ERDOĞAN’DAN BIDEN’A DAVET
* Her şeyden önce şu anda yüz yüze görüşmemiz, NATO’daki bu zirveyle gerçekleşiyor. Bu zirveyle birlikte şahsen Biden’la görüşmem yeni değil. Çok çok eski. Bu görüşmelerle birlikte bizim Patriotlar konusundaki düşüncemiz biliniyor. Bu konuda ABD’nin de tavrı belliydi.
* ABD ne yaptı, Patriotları vermedi. Biz de S-400’leri almak zorunda kaldık. Savunma sanayinde neler yapabiliriz, ‘bakanlarımız görüşsünler’ dedik.
* Onların yapacakları görüşmelerden sonra biz de adımlarımızı atalım kararına vardık. 350 milyar dolarlık bir hedefimiz vardı. Bu konuda da kendisiyle mutabakatımız oldu.
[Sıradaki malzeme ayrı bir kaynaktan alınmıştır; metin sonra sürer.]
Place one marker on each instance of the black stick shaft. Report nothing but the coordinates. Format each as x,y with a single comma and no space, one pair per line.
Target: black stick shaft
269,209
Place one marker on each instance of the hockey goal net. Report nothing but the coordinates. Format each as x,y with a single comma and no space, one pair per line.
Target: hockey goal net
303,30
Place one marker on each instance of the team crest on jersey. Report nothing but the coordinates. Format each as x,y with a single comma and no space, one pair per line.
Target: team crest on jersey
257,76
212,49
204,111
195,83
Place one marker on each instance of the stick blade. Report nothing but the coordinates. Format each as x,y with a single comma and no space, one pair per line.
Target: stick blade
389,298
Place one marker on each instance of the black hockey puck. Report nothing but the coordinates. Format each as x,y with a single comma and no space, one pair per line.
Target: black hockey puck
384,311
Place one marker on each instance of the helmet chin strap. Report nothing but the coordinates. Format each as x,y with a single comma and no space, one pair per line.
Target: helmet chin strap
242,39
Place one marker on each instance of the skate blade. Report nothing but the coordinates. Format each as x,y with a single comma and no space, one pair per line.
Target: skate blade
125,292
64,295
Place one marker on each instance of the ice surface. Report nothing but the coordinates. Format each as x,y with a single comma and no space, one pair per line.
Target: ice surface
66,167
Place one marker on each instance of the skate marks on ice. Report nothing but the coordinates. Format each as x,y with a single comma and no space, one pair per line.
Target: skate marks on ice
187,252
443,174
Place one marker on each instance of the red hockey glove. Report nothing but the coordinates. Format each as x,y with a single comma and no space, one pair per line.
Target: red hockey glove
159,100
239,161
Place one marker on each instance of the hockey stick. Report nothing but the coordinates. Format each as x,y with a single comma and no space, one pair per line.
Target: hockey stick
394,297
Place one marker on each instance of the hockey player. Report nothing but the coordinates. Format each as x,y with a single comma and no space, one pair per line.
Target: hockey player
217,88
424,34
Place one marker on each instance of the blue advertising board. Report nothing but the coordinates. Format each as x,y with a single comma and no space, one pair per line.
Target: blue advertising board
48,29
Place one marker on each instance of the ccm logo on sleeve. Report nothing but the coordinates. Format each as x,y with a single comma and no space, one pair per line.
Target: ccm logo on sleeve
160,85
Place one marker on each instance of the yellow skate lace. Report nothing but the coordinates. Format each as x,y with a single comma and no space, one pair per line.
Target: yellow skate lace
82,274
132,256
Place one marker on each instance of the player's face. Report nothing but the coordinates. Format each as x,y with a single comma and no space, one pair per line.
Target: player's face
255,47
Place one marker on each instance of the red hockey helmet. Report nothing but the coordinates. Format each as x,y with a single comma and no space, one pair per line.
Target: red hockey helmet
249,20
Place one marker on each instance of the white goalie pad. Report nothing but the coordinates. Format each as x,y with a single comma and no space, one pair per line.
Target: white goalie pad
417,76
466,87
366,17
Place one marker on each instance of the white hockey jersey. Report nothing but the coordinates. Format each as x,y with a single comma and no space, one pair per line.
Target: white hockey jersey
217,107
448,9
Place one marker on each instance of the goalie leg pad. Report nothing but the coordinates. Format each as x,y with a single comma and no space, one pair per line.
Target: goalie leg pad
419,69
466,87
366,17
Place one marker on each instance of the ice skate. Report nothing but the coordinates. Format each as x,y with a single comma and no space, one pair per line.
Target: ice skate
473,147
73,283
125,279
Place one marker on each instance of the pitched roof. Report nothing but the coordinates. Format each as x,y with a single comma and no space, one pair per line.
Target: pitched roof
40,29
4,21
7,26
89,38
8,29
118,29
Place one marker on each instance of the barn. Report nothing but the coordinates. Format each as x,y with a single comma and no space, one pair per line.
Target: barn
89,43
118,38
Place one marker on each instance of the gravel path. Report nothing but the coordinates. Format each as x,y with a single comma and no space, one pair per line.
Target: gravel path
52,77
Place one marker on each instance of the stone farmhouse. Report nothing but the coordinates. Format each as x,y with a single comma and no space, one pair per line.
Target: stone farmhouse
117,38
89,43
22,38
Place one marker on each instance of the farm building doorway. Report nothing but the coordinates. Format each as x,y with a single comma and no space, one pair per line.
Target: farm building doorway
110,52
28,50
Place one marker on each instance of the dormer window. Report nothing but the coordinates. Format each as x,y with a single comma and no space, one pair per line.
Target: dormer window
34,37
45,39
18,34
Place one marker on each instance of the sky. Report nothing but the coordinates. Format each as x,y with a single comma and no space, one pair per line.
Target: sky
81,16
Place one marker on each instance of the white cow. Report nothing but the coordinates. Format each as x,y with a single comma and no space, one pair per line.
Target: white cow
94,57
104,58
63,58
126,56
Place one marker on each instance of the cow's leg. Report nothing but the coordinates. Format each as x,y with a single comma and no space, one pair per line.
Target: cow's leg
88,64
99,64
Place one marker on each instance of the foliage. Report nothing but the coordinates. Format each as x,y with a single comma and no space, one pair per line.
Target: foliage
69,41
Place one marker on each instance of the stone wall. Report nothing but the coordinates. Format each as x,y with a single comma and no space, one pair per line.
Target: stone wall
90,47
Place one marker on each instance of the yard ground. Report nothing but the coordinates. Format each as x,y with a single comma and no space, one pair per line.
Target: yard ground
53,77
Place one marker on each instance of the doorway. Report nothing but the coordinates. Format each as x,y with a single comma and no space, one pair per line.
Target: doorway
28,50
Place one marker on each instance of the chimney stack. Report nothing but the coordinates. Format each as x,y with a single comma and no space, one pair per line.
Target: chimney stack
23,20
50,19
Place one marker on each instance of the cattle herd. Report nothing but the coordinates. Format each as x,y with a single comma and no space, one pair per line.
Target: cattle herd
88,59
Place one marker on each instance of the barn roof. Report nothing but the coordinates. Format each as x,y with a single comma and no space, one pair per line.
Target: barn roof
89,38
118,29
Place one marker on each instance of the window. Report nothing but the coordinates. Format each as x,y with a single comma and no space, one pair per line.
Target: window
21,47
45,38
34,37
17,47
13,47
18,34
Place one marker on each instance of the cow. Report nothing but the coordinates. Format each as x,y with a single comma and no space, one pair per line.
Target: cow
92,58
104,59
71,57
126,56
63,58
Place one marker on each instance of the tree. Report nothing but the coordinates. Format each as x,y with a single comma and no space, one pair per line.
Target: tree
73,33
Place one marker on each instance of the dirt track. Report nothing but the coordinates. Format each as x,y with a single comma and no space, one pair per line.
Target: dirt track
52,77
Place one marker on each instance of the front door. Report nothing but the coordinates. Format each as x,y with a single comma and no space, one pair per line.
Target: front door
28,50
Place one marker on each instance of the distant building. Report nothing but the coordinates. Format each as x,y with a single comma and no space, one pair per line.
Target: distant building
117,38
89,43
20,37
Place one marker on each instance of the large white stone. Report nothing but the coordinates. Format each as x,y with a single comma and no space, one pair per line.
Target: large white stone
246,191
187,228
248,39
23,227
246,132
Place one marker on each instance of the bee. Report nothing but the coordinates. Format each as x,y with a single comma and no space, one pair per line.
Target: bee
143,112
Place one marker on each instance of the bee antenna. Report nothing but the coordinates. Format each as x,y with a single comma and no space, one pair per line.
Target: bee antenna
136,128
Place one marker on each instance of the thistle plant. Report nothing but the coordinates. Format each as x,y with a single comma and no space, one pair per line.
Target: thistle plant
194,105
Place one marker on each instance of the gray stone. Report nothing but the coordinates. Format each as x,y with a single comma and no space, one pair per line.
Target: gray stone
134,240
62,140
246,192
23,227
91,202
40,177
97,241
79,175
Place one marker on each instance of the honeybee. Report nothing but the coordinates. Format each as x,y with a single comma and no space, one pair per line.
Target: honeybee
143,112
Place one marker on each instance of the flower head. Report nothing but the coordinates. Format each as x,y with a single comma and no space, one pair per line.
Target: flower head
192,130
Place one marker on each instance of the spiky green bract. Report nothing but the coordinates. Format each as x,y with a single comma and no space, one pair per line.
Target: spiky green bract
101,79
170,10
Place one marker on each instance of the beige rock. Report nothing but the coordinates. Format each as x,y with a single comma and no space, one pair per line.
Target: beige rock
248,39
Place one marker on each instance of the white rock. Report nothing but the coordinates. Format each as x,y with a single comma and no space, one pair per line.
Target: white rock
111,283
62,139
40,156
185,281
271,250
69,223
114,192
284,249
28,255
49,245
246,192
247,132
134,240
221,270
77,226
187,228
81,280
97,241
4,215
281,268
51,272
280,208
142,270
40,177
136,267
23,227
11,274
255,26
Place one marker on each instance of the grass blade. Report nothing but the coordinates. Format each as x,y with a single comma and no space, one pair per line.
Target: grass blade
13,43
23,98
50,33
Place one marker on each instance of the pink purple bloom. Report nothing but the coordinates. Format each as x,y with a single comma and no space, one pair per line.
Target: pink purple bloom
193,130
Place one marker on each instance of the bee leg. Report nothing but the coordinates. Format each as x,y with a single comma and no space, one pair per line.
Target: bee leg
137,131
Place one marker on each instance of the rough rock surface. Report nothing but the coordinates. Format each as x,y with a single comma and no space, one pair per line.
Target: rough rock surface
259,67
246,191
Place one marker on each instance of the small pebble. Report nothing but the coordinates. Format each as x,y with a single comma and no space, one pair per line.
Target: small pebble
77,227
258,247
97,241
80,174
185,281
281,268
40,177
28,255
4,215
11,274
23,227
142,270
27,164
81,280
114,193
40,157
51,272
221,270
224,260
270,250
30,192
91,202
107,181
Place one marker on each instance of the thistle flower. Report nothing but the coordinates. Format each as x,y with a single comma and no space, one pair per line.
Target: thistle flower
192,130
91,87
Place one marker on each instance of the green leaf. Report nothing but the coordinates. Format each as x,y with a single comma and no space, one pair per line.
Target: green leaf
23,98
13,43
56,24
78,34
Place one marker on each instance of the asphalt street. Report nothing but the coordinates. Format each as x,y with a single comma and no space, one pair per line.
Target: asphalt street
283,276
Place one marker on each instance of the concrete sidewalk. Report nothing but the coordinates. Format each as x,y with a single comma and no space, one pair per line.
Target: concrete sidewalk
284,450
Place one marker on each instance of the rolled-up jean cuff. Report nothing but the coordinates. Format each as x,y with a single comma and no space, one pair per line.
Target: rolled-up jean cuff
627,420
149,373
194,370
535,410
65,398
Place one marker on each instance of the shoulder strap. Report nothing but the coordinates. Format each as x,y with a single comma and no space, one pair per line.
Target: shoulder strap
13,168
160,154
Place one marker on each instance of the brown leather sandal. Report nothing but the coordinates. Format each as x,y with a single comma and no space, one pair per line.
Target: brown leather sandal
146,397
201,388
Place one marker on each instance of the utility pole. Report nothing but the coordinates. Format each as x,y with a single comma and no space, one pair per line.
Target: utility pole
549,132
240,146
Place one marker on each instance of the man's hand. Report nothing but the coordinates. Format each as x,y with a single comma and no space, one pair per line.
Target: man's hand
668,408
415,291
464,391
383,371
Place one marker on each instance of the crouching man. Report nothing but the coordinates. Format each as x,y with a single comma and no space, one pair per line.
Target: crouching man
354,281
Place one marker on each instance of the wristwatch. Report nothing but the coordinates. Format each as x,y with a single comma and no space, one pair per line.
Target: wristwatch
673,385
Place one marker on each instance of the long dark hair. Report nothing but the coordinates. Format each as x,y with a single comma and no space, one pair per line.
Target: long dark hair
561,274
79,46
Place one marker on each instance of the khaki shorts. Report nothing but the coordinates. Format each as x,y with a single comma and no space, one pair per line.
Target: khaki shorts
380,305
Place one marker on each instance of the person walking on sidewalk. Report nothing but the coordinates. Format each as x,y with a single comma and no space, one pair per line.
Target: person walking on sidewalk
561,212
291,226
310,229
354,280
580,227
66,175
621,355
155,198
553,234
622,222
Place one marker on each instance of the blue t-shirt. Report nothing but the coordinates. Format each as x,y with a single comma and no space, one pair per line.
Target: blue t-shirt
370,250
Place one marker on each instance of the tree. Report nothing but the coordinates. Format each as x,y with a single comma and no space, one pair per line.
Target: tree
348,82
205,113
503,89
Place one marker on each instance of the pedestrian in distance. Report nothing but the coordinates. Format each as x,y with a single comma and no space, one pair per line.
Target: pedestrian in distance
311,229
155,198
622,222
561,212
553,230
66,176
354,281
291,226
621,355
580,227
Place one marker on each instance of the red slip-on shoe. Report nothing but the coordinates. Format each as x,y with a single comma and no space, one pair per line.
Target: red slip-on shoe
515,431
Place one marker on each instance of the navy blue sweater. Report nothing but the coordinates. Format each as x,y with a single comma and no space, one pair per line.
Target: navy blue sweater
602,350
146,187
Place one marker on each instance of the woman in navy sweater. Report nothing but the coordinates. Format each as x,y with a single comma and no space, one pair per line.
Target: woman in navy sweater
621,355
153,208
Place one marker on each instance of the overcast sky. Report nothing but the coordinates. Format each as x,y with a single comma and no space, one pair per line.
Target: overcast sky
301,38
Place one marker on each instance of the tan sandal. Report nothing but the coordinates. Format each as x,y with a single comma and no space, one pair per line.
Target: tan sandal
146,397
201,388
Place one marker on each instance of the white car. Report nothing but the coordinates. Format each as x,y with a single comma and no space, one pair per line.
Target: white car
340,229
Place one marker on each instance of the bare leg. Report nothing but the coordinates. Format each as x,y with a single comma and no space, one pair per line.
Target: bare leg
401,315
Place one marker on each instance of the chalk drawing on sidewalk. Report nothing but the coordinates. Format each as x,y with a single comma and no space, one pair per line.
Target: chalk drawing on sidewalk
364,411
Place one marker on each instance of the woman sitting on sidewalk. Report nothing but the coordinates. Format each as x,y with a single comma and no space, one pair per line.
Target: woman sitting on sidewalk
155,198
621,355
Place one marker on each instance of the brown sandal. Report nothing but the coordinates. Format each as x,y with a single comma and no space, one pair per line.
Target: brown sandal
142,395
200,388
* Aşı konusunu da görüşmemiz oldu. Sayın Biden’la ilk verimli görüşmemiz gerçekleşmiş oldu. İlişkilerin devamı açısından olumlu olduğunu söylüyorum.
* Kendisini de ayrıca Türkiye’ye davet ettim. Yoğunlukları aştıktan sonra Türkiye’ye gelebileceğini söyledi.
İLK KEZ AİLE FOTOĞRAFINDA KARŞI KARŞIYA GELMİŞLERDİ
Bugün başlayan NATO Liderler Zirvesi'nde Cumhurbaşkanı Erdoğan ile Biden ilk kez aile fotoğrafında bir araya geldi.
Aile fotoğrafında ön sırada Biden'ın sağında yer alan Erdoğan daha sonra Biden ile ayaküstü sohbet etmişti.